Thursday, March 25, 2021

No Post This Week

 Due to a serious family problem, I will not be posting this week.  Expect me back with the AJSN on April 2nd.

Friday, March 19, 2021

The Pandemic: Three Whirlwind Weeks, and Where We Are Now

This topic does not allow articles, updates, and blog posts a long life.  I posted with accuracy on it on February 26th, but most of that is now obsolete.  Why?

The first reason is that, per Noah Welland and Sharon LaFraniere in the February 27th New York Times, “F.D.A. Clears Johnson & Johnson’s Shot, the Third Vaccine for U.S.”  This American-Belgian product only requires one application per person, and, as of the article’s date, its consortium “has pledged to provide the United States with 100 million doses by the end of June,” allowing, by July 31st, “more than enough shots to cover any American adult who wants one.”  Three days later we heard from Elliot Hannon in Slate that “Merck Will Reportedly Start Manufacturing Johnson & Johnson Coronavirus Vaccine,” including sequestering “two facilities,” one of which will be dedicated to making the drug, with people at the other providing ““fill-finish” services, the last stage of the production process during which the vaccine substance is placed in vials and packaged for distribution.”  This kind of cooperation is exactly what seemed to be missing in December and January, and will make a huge difference in both quality and saving of lives.  A noble move. 

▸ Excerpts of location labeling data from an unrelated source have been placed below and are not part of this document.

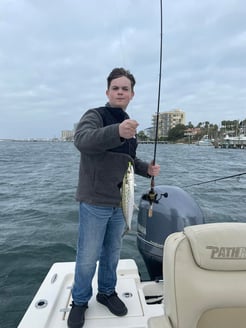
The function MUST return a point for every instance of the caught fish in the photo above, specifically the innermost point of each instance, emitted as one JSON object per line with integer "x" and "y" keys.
{"x": 127, "y": 194}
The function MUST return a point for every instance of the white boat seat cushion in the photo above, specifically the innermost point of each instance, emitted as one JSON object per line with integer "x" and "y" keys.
{"x": 204, "y": 271}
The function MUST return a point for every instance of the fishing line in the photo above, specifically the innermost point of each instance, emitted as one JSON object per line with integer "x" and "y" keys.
{"x": 151, "y": 196}
{"x": 214, "y": 180}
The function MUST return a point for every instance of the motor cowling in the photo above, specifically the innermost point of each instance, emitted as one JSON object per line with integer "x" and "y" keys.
{"x": 173, "y": 209}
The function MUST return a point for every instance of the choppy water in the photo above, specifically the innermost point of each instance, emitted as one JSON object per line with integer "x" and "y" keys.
{"x": 38, "y": 212}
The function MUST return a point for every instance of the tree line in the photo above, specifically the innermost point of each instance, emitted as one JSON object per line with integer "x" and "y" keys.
{"x": 189, "y": 131}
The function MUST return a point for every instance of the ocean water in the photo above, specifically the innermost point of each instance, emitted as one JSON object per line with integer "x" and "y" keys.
{"x": 39, "y": 214}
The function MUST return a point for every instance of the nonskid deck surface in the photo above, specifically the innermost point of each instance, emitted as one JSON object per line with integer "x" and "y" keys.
{"x": 51, "y": 305}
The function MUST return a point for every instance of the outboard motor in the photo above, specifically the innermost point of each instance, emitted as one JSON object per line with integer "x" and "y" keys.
{"x": 173, "y": 210}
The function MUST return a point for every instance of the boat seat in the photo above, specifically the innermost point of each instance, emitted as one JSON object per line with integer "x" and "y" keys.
{"x": 204, "y": 269}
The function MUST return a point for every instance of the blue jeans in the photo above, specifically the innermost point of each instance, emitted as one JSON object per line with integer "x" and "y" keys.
{"x": 100, "y": 235}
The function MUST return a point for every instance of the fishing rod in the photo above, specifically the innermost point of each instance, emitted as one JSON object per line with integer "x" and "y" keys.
{"x": 214, "y": 180}
{"x": 152, "y": 195}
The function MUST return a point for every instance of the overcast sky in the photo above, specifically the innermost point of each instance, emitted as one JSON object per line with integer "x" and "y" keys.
{"x": 55, "y": 56}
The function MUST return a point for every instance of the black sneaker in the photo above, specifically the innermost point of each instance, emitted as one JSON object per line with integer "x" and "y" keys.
{"x": 113, "y": 303}
{"x": 76, "y": 316}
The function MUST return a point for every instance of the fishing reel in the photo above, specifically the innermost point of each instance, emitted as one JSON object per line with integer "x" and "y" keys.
{"x": 151, "y": 197}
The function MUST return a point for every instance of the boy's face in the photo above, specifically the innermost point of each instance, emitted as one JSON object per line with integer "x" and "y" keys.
{"x": 120, "y": 92}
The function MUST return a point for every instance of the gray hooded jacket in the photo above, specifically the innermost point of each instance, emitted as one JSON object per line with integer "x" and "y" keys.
{"x": 101, "y": 168}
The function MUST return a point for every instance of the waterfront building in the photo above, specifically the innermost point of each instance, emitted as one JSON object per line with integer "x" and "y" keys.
{"x": 167, "y": 121}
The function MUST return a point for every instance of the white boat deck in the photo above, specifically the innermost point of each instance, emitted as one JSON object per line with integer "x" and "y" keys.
{"x": 50, "y": 307}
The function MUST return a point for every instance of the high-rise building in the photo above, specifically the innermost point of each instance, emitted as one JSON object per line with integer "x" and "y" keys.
{"x": 167, "y": 121}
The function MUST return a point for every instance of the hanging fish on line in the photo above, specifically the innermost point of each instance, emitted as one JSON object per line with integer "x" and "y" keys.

The result of these two news items, written by Sheryl Gay Stolberg et al. in The New York Times, also on March 2nd, was that “Biden Vows Enough Vaccine ‘for Every Adult American’ by End of May.”  The president Joe, knowing what he did about the supply of the Pfizer-BioNTech and Moderna products as well as the new one, made what then looked like an aggressive statement or stretch objective but, in the time since, has seemed increasingly realistic.  The first two vaccine manufacturers “pledged last month to deliver together enough to cover 200 million Americans by that date,” and the U.S. has committed to buy 600 million doses from these two companies alone. 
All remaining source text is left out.